Spotlight: Overdiagnosis and Delay: Challenges in Sepsis Diagnosis
SPOTLIGHT CASE
Ifedayo Kuye, MD, MBA, and Chanu Rhee, MD, MPH,  
Admitted with generalized weakness, nausea, and low blood pressure, an elderly man was given IV fluids and broad spectrum antibiotics. Laboratory test results revealed a mildly elevated white count, acute kidney injury, and elevated liver function tests. The patient was admitted to the medical ICU with a presumed diagnosis of septic shock. His blood pressure continued to trend downward. While reviewing the emergency department test results, the ICU resident noticed the patient's troponin level was markedly elevated and his initial ECG revealed T-wave inversions. A repeat ECG in the ICU showed obvious ST segment elevations, diagnostic of an acute myocardial infarction. The resident realized that the patient's low blood pressure was likely due to the myocardial infarction, not septic shock. He underwent urgent cardiac catheterization and was found to have complete occlusion of the right coronary artery, for which a stent was placed.

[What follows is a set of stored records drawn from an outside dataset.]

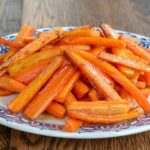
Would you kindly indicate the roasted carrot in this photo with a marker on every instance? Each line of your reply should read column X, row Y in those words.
column 56, row 109
column 141, row 84
column 49, row 92
column 104, row 119
column 94, row 41
column 124, row 61
column 8, row 83
column 68, row 87
column 100, row 107
column 28, row 74
column 15, row 68
column 5, row 92
column 93, row 94
column 135, row 48
column 69, row 98
column 18, row 103
column 9, row 44
column 80, row 89
column 120, row 78
column 25, row 31
column 93, row 74
column 82, row 33
column 72, row 125
column 33, row 47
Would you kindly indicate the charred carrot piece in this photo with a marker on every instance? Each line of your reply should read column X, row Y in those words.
column 69, row 98
column 135, row 48
column 49, row 92
column 25, row 31
column 18, row 103
column 33, row 47
column 82, row 33
column 124, row 61
column 93, row 74
column 5, row 92
column 10, row 84
column 56, row 109
column 104, row 119
column 9, row 44
column 99, row 107
column 80, row 89
column 15, row 68
column 72, row 125
column 68, row 87
column 93, row 94
column 28, row 74
column 94, row 41
column 120, row 78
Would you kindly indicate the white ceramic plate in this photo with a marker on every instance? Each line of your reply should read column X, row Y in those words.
column 50, row 126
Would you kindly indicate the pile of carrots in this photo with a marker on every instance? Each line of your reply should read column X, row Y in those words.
column 92, row 75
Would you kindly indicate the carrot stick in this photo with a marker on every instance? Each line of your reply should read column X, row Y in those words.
column 93, row 74
column 69, row 98
column 99, row 107
column 28, row 74
column 82, row 33
column 49, row 92
column 68, row 87
column 18, row 103
column 25, row 31
column 5, row 92
column 120, row 78
column 104, row 119
column 135, row 48
column 80, row 89
column 93, row 41
column 72, row 125
column 93, row 94
column 124, row 61
column 15, row 68
column 56, row 110
column 9, row 44
column 33, row 47
column 10, row 84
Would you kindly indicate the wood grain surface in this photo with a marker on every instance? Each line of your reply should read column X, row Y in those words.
column 129, row 15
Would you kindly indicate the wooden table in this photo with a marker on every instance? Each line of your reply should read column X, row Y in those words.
column 129, row 15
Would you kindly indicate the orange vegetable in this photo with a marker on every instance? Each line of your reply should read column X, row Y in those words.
column 69, row 98
column 72, row 125
column 49, row 92
column 93, row 41
column 93, row 74
column 99, row 107
column 56, row 110
column 18, row 103
column 93, row 94
column 82, row 33
column 9, row 44
column 68, row 87
column 5, row 92
column 15, row 68
column 10, row 84
column 27, row 74
column 33, row 47
column 124, row 61
column 141, row 85
column 120, row 78
column 25, row 31
column 80, row 89
column 135, row 48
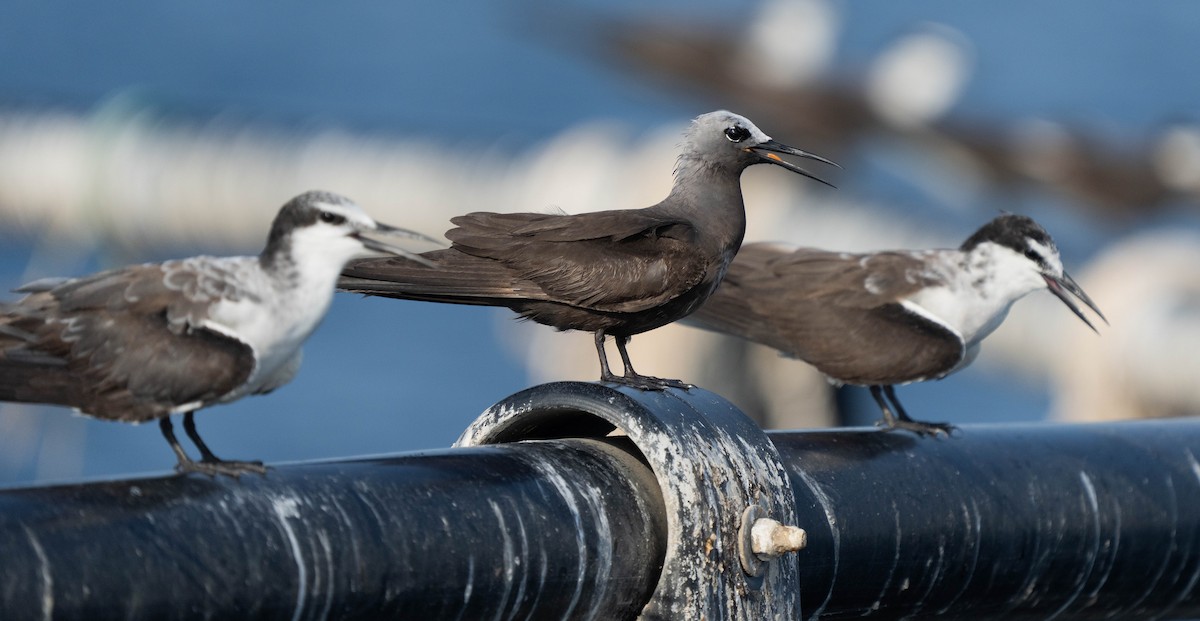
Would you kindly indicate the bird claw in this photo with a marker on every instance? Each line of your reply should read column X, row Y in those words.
column 648, row 383
column 220, row 466
column 918, row 427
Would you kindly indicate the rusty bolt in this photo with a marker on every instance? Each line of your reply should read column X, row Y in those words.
column 771, row 540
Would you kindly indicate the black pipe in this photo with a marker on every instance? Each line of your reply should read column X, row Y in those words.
column 997, row 522
column 1000, row 522
column 538, row 530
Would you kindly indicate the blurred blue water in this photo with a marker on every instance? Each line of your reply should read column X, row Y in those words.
column 382, row 375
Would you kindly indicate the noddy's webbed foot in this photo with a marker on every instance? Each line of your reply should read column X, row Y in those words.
column 917, row 427
column 209, row 464
column 648, row 383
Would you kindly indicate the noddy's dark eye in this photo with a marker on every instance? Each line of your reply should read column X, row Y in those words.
column 331, row 218
column 737, row 133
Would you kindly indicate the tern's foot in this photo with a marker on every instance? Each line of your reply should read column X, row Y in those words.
column 917, row 427
column 648, row 383
column 221, row 466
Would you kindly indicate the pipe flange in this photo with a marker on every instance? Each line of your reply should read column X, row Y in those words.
column 711, row 463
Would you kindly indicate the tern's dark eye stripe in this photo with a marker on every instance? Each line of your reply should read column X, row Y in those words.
column 331, row 218
column 737, row 133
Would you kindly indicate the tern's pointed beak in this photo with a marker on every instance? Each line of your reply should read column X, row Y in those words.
column 767, row 152
column 1060, row 285
column 388, row 248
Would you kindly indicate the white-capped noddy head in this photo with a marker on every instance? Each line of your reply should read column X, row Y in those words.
column 1027, row 260
column 328, row 227
column 723, row 139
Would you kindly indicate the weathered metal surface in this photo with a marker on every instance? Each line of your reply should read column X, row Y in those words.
column 544, row 530
column 1001, row 522
column 712, row 463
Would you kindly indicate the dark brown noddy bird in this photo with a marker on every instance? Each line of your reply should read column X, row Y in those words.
column 617, row 272
column 148, row 341
column 887, row 318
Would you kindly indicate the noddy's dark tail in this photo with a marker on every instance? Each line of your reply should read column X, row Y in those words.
column 456, row 278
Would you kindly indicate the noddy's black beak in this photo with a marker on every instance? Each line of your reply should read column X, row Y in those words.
column 1060, row 285
column 767, row 152
column 388, row 248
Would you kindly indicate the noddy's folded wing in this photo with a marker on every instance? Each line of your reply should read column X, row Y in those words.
column 117, row 344
column 816, row 306
column 616, row 261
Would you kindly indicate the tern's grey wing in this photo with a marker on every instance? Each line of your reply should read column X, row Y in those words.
column 118, row 345
column 815, row 306
column 617, row 261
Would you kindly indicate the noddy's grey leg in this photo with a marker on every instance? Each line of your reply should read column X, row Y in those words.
column 605, row 372
column 168, row 432
column 646, row 383
column 210, row 464
column 901, row 420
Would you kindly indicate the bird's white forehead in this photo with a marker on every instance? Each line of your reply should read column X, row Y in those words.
column 723, row 119
column 346, row 207
column 1048, row 252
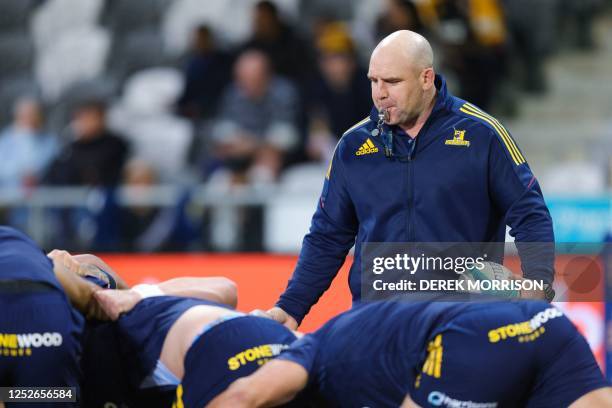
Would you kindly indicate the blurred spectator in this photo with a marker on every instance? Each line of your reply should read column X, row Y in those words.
column 581, row 14
column 207, row 72
column 533, row 37
column 290, row 55
column 142, row 227
column 399, row 15
column 473, row 35
column 340, row 96
column 257, row 120
column 26, row 150
column 95, row 157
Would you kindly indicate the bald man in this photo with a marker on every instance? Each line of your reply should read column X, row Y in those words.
column 424, row 166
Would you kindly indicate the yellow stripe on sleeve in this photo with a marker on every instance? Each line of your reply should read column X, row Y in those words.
column 517, row 157
column 509, row 138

Diffusion of Responsibility Leads to Danger
Thomas J. Balcezak, MD, MPH, and Ohm Deshpande, MD,  
An elderly man presented to the emergency department (ED) with decreased oral intake, fevers, confusion, and falling urine output. Laboratory test results revealed acute-on-chronic renal failure, and an ECG showed tall T waves, potentially a sign of severe hyperkalemia and a precursor of a dangerous arrhythmia. The ED physician initiated treatment for hyperkalemia, and the on-call intensivist and nephrologist agreed the patient needed urgent hemodialysis. Although they planned to place a hemodialysis catheter and start dialysis as soon as possible, the ICU was full and the patient was forced to "board" in the ED. On arrival to the ICU, 5 hours after the initial labs, the patient was hypotensive and unarousable. The patient went into cardiac arrest, was intubated, and received urgent treatment for hyperkalemia. The nephrologist arrived and was surprised the hemodialysis had not been started. The dialysis nurse had been told to start the dialysis after the patient arrived in the ICU but was unaware of the urgency of the situation.